Robin HamiltonCreative Director

If you’re one of Facebook’s 1 billion active users, chances are you will have noticed something different the last few times you’ve logged in.

Instant Articles, a programme designed for mobile users, pushes full articles directly to Facebook, meaning users need never leave the Facebook app and click through to a website to view their favourite content.

This rise of syndicated content hosted on social platforms could be a potentially disruptive model that will continue to ensure views of the content, but could spell the end of traditional websites, particularly for established media brands.

Adding fuel to the fire is a news website called NowThis, that allows you to “like and follow NowThis everywhere”, and a leading example of the brave new “homeless media”.

Rejecting a traditional website in place of hosting all of their content on various social media platform, NowThis is promoting a new model of hosting and monetising content through third-party social media platforms, without any need for users to ever click through.

While current media organisations are posting content on social media in a grapple for more views, the emerging ‘homeless media’ are on the rise, rejecting the humble website and operating a syndicate content model that places a huge pressure on established media brands.

Established brands including the Washington Post, CNN, Vox, and Buzzfeed are already taking steps towards this new model, publishing directly to social networks, and employing teams dedicated to creating Snapchat content.

Depositing your content where your audience spend a large portion of time doesn’t seem like the worst idea, but there is still a case for keeping your website.

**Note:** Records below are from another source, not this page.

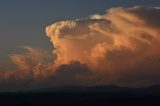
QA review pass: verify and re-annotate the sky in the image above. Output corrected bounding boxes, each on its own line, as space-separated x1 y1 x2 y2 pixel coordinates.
0 0 159 57
0 0 160 91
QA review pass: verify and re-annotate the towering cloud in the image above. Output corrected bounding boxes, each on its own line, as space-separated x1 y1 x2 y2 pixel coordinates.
46 6 160 87
0 6 160 91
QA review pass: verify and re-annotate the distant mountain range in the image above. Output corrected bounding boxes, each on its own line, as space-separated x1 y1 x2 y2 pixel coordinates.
1 85 160 105
28 85 160 95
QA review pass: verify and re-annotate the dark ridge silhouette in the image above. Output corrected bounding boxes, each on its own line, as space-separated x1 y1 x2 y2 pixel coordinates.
0 85 160 106
26 85 160 94
29 85 131 93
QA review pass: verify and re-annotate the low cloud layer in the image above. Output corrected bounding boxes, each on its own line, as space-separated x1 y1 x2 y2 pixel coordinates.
0 6 160 91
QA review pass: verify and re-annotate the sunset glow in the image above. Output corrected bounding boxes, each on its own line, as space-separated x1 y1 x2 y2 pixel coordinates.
0 1 160 91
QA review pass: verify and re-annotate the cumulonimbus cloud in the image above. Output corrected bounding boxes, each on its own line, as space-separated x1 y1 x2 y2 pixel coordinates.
0 6 160 91
46 6 160 87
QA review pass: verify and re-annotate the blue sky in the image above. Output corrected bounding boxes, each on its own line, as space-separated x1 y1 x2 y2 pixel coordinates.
0 0 159 58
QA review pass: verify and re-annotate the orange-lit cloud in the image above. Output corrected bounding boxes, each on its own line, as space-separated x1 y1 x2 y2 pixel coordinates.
0 6 160 91
0 47 91 91
0 46 56 80
46 6 160 87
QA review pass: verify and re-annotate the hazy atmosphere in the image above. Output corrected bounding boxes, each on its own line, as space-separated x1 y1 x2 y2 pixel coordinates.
0 0 160 91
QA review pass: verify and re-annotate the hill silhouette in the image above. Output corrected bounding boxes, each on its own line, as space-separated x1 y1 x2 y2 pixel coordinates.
1 85 160 106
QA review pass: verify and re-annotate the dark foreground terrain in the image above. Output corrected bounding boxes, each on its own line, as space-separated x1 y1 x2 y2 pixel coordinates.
1 85 160 106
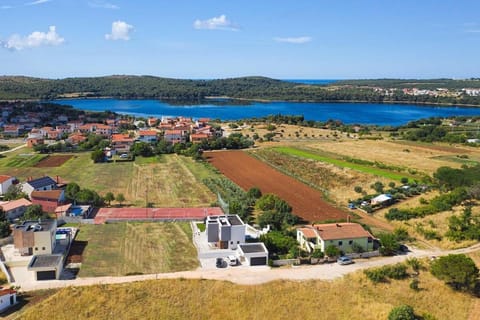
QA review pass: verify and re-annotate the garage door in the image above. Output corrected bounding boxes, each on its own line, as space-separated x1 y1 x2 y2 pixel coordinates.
36 270 56 281
250 257 267 266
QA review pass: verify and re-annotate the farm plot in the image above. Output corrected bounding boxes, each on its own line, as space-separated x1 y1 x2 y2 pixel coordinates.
4 153 46 167
250 148 386 206
126 154 216 207
34 155 74 167
205 150 347 222
75 222 198 277
307 139 464 175
272 146 408 181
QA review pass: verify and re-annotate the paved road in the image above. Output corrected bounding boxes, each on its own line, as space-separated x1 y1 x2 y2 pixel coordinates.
13 243 480 292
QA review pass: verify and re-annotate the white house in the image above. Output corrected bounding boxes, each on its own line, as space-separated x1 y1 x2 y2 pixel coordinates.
206 215 246 250
0 175 15 195
370 194 393 206
297 223 375 254
21 176 57 197
0 289 17 313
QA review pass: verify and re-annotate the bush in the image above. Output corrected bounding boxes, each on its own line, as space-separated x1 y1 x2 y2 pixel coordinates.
388 305 416 320
430 254 479 292
364 268 387 283
410 278 420 291
384 263 408 280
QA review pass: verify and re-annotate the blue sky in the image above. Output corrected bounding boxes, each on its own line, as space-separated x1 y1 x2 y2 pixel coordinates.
0 0 479 79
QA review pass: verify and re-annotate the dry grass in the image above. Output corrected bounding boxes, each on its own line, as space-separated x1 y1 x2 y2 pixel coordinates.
75 222 198 277
306 139 467 175
126 154 215 207
18 270 474 320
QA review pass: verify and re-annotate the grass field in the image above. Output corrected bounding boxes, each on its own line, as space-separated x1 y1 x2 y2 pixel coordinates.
4 153 46 168
0 148 215 207
17 269 475 320
273 146 408 181
75 222 198 277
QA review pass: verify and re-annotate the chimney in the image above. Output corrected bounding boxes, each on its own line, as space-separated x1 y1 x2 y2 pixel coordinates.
56 175 59 184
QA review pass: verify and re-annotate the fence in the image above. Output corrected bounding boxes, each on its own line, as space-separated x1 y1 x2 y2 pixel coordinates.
272 259 299 267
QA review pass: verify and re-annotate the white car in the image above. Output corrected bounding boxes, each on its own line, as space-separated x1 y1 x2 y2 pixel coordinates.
227 255 237 266
337 256 353 265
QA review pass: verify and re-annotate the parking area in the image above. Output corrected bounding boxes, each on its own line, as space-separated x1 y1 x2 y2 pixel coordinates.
192 223 249 269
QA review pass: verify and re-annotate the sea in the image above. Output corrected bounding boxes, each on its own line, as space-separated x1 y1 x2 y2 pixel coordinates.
52 78 480 126
55 98 480 126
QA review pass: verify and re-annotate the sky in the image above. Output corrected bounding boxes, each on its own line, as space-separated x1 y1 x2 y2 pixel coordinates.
0 0 479 79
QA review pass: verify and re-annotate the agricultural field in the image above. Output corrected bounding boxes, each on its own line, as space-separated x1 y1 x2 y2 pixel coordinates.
17 270 475 320
306 139 476 175
3 153 46 168
0 148 215 208
205 150 347 222
74 222 198 277
34 155 74 167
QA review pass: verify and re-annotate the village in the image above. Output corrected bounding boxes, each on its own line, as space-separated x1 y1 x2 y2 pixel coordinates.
0 101 393 315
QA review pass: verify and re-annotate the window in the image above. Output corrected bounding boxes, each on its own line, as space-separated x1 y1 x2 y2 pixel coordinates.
368 238 373 243
237 241 240 244
348 240 353 245
35 247 38 251
42 247 46 250
230 241 233 245
338 241 343 246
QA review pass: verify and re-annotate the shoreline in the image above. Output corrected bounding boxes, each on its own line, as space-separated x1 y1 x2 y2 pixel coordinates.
2 96 480 108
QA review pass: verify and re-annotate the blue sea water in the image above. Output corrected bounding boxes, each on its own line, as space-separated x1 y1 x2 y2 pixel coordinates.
56 98 480 126
282 79 338 85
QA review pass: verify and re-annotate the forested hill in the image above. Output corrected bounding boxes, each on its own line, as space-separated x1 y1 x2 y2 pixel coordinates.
1 75 480 106
0 75 293 100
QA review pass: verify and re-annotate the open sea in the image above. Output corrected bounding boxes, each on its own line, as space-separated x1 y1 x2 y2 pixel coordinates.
55 97 480 126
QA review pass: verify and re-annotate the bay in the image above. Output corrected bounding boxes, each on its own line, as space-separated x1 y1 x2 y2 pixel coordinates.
56 98 480 126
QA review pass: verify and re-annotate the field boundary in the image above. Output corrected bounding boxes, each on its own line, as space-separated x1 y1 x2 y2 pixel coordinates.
273 146 409 181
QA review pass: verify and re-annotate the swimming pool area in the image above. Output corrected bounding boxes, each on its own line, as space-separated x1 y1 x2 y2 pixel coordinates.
68 206 92 218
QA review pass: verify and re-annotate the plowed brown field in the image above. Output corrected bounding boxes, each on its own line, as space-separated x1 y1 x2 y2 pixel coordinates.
34 155 73 167
205 150 347 222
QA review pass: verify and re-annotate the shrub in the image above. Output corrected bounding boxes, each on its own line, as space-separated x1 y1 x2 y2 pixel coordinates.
430 254 479 292
410 278 420 291
325 245 340 258
388 305 416 320
364 268 387 283
384 263 408 280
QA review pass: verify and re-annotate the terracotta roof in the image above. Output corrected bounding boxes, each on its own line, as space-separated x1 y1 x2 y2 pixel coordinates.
298 227 318 238
138 130 157 136
31 189 64 201
0 289 16 297
311 223 373 240
0 175 12 183
111 134 133 142
0 198 32 212
55 203 72 213
165 130 184 135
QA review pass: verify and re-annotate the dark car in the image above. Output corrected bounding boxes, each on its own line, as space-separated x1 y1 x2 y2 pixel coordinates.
216 257 224 268
398 244 409 253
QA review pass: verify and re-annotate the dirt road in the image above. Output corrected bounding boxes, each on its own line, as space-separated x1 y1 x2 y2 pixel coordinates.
14 244 480 292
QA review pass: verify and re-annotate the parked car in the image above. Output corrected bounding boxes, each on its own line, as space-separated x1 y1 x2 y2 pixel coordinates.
119 153 129 158
216 257 225 268
398 244 409 253
337 256 354 265
227 255 237 266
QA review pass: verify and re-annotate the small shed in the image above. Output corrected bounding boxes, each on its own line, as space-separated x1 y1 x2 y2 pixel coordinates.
0 289 17 313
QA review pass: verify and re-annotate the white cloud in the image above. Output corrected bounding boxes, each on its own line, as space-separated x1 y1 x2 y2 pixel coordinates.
2 26 64 50
25 0 51 6
105 21 133 40
1 5 13 9
465 29 480 33
88 1 119 9
274 36 312 44
193 15 239 31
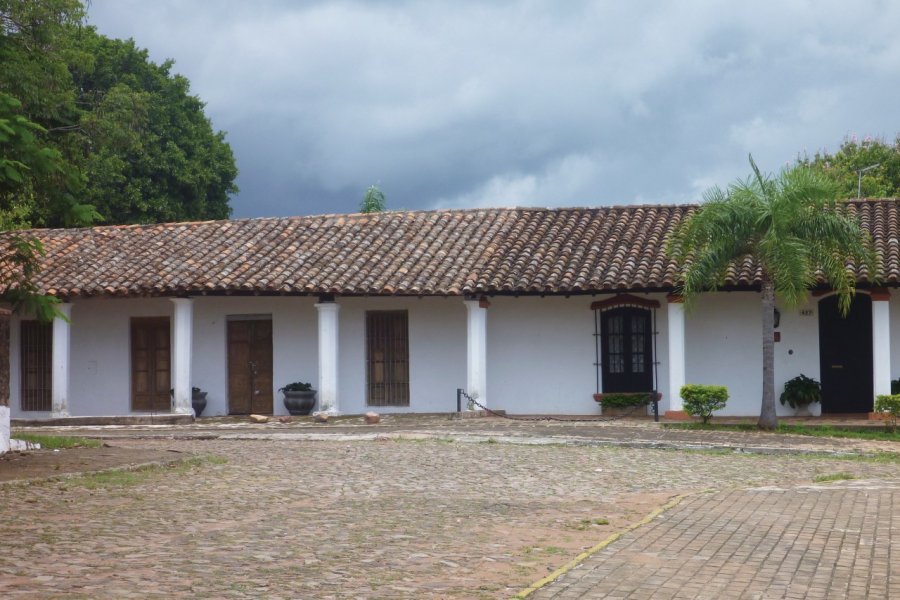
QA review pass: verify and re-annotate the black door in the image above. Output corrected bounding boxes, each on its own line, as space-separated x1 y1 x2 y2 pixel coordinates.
818 294 873 413
601 307 653 393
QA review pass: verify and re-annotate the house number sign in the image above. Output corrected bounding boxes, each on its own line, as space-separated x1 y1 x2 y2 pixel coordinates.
799 309 814 316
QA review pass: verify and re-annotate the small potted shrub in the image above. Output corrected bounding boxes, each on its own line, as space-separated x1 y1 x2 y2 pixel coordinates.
191 387 208 417
592 392 660 416
279 381 317 415
680 384 728 424
171 386 209 417
780 374 822 417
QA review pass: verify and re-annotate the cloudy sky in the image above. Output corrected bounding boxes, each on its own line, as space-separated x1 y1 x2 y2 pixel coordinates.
88 0 900 218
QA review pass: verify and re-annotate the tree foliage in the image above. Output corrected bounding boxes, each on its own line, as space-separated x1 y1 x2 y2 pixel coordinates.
799 135 900 199
1 0 237 228
668 156 876 429
360 185 386 213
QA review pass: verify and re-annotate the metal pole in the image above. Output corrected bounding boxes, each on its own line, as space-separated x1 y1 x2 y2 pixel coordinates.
457 388 462 413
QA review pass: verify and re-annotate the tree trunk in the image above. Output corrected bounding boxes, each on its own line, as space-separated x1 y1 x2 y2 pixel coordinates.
758 279 778 430
0 305 10 453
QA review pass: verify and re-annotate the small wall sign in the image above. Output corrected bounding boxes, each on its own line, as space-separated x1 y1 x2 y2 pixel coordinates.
799 309 814 316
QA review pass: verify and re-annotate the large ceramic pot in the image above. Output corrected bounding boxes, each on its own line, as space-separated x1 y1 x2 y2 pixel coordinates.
192 391 208 417
283 390 317 416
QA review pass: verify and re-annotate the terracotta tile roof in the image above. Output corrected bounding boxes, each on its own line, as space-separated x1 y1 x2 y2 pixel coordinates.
5 199 898 299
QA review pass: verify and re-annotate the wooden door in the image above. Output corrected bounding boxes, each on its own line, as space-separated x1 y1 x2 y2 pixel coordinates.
227 319 273 414
131 317 171 411
818 294 873 413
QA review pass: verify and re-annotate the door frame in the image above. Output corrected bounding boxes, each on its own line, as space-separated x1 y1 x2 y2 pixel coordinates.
817 292 873 413
226 316 274 415
130 316 172 412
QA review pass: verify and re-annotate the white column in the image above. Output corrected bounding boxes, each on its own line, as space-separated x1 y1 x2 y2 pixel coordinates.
171 298 194 415
465 298 488 408
1 305 10 453
51 303 73 417
872 290 891 407
666 295 686 415
315 301 340 414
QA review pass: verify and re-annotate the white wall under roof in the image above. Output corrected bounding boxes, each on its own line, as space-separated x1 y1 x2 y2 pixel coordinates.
7 291 894 418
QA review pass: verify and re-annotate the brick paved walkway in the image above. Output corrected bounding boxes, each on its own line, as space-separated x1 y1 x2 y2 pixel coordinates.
533 479 900 599
1 436 898 598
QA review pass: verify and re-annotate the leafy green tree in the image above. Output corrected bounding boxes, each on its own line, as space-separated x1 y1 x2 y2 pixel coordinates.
2 0 238 227
669 157 876 430
69 30 238 224
800 135 900 199
360 185 386 213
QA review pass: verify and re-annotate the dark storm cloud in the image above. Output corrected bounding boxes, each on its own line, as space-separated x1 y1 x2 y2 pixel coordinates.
88 0 900 218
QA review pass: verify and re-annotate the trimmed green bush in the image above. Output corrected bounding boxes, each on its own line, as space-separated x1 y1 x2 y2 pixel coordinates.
592 392 658 408
779 375 821 409
680 384 729 424
875 394 900 432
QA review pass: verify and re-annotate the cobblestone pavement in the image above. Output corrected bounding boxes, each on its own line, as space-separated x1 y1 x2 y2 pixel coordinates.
1 437 898 599
534 478 900 599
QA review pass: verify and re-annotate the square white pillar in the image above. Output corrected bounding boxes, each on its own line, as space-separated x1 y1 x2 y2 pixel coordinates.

As with former frontrunners of social media, Facebook may not be around forever so investing so much into the platform could prove detrimental. Secondly, Facebook is out of the realms of control of the users, which includes the brands publishing their content. This means the functionality, design and user interface of Facebook could change at any time – and not necessarily in line with your business needs.

Finally, a website is still the most effective way to deliver information to your audience. So while media brands may face a tough decision regarding the rapid rise of syndicated content, for most brands it isn’t time to say goodbye to your website just yet.